Data Acquisition Models
Applications typically control still-image acquisition devices through imaging APIs such as TWAIN or ISIS. For the most part, applications that use these APIs operate under the pull model of data acquisition. In the pull model, you locate and select a source of data. The application then uses the imaging API to acquire data from the device. In effect, the application pulls data from the device toward itself. The following figure illustrates the pull model of data acquisition.
Microsoft Still Image API supports the use of both the pull model and the push model of data acquisition. Using the push model, still image devices notify applications of their status. You then use the standard TWAIN or ISIS APIs to acquire data.
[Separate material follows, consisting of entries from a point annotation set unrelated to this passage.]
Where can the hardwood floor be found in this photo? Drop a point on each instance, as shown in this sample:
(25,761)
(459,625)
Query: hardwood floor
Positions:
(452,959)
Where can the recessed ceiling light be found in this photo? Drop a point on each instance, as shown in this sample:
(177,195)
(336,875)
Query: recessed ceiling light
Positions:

The following figure shows the push model of data acquisition.
The advantage of the push model of data acquisition is that it significantly simplifies the user model. The user model is the manner in which the user interacts with the image capture system. Under the push model of image capture, you only need to activate the image capture device to initiate image capture. When the device is activated, it generates a push model event. This in turn causes the appropriate application to be launched, and, depending on the application, image capture to be initiated. If it is already running, you just need to select Rescan from the application's menu system to acquire more images.
This simplified user model enables developers to create hardware and software combinations that operate much more intuitively. For example, a kiosk for creating security badges has a very intuitive user model under the push model of data acquisition. You only need to step up to the kiosk and press a button on the digital camera or kiosk to take a picture for the badge. The kiosk's digital camera generates a device event. The device event in turn launches an application to acquire the data and produce the badge. The only action that you need take in the process is to press a button. Under the pull model of data acquisition, you would have had to interact with a graphical user interface (GUI).